Thai court finds nine Muslim men guilty in bomb plot

Published September 26, 2018
The court in Bangkok sentences each to four years’ imprisonment.— Reuters/File
The court in Bangkok sentences each to four years’ imprisonment.— Reuters/File

BANGKOK: A Thai court on Tuesday convicted nine young Muslim men from southern Thailand of planning to set off a car bomb in the capital, in a case in which many of the defendants said they were tortured into making false confessions.

The Criminal Court in Bangkok found all nine guilty of two offences belonging to an underground criminal group and conspiracy and sentenced each to four years’ imprisonment. Five defendants were acquitted.

At least seven of the 14 defendants said they had been tortured or otherwise physically abused in custody, but the presiding judge said the court considered their allegations baseless as the men did not provide any evidence and did not report the cases to police.

The case began when at least 50 Thai Muslims, mostly students at Bangkok’s Ramkhamhaeng University, were rounded up in joint police-military sweeps on Oct 10, 2016. They were released but 13 were re-arrested the following month along with an additional suspect.

Tortured to confess

The guilty verdict was based mainly on the confessions. The only other major evidence presented against them was traces of explosive material found on one of the men one week after he was first detained.

All 14 men are from Thailand’s deep south, which has been plagued by a bloody insurgency since 2004. Muslims in the poverty-stricken south feel they are treated as second-class citizens in Thailand, which is overwhelmingly Buddhist.

Pornpen Khongkachonkiet, from the Cross Cultural Foundation, a human rights organisation that sent observers to the trial, said seven defendants testified in court that they were tortured while under detention in army camps either in Bangkok or in the southern province of Pattani.

“The degrees of severity of torture claimed by these men varied,” Pornpen said. “Their claims include being pun­ched, head-locked, and doused or sprayed with water and locked in cold rooms.
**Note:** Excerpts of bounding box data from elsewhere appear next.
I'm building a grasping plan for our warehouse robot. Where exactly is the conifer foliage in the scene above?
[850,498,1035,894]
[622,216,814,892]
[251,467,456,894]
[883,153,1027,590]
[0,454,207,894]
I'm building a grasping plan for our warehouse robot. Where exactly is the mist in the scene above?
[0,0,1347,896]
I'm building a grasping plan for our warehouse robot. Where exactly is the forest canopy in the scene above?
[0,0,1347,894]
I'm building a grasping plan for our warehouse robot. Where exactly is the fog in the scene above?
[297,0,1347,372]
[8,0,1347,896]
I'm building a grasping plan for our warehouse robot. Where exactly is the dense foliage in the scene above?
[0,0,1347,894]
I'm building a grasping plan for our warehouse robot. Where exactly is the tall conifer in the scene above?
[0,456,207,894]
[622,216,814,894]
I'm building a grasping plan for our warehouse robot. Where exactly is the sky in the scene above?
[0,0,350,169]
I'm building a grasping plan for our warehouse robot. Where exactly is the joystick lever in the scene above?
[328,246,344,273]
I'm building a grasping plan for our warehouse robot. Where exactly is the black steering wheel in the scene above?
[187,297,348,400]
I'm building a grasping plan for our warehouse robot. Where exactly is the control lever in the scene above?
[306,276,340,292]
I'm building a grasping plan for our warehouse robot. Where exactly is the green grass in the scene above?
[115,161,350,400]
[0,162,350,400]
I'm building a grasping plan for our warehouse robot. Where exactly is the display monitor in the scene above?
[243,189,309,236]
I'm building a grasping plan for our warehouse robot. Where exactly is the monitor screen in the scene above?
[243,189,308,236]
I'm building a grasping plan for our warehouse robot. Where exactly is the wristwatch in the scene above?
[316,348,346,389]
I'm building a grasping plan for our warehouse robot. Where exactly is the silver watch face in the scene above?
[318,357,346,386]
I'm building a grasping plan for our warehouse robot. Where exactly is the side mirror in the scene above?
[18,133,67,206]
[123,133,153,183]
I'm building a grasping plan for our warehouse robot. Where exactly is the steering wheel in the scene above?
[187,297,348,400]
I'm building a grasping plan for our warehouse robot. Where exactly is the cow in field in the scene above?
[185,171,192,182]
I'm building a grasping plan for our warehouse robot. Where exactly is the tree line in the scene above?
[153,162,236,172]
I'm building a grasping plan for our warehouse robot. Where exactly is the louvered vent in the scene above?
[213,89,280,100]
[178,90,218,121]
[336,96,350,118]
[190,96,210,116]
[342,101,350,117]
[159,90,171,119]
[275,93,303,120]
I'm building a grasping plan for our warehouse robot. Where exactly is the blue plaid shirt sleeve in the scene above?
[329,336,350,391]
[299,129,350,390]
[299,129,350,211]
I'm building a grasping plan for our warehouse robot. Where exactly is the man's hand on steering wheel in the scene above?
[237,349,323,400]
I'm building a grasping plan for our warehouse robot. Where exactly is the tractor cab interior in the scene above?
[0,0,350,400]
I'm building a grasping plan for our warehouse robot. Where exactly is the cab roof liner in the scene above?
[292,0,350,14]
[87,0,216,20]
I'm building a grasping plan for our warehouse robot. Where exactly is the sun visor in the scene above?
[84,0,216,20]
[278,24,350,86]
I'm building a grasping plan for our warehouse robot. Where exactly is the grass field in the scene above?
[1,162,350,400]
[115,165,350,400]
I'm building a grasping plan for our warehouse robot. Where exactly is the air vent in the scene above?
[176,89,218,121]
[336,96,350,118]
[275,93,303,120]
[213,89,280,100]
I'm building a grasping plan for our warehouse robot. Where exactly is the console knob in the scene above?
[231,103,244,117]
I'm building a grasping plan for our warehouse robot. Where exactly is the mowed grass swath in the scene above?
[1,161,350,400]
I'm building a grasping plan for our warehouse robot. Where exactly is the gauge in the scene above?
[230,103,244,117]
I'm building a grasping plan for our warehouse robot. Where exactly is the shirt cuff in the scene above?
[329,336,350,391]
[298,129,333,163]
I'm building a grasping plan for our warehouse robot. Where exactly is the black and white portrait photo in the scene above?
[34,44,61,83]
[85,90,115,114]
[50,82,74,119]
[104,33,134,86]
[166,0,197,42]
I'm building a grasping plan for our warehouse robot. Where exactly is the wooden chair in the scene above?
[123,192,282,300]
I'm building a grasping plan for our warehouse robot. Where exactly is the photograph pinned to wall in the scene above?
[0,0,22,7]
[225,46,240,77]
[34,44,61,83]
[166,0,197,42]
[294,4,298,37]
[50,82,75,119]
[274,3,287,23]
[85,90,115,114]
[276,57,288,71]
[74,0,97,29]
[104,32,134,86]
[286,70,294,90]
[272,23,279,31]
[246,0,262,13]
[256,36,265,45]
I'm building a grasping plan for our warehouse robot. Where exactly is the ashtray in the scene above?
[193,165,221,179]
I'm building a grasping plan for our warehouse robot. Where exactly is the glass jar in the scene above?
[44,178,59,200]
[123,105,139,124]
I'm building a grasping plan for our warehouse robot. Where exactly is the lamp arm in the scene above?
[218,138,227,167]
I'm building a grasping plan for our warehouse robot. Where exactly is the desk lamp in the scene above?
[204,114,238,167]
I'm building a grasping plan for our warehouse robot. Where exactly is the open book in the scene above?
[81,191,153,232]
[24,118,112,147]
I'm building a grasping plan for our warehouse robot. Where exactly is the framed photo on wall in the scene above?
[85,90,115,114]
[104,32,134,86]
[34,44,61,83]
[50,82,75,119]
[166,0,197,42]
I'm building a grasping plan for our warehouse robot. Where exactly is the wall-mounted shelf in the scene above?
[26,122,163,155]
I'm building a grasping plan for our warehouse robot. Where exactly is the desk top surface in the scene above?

These allegations raised concern about how the confessions were obtained.”

One of those originally detained, Tarmizi Tohtayong, described in court how he was blindfolded and beaten up until he agreed to sign a confession before he was released. When he was detained again, he denied involvement in plotting a bombing, then was doused with water and kept in a very cold room for days until he agreed again to confess. Tarmizi couldn’t read Thai but was told he would be released once he signed the document.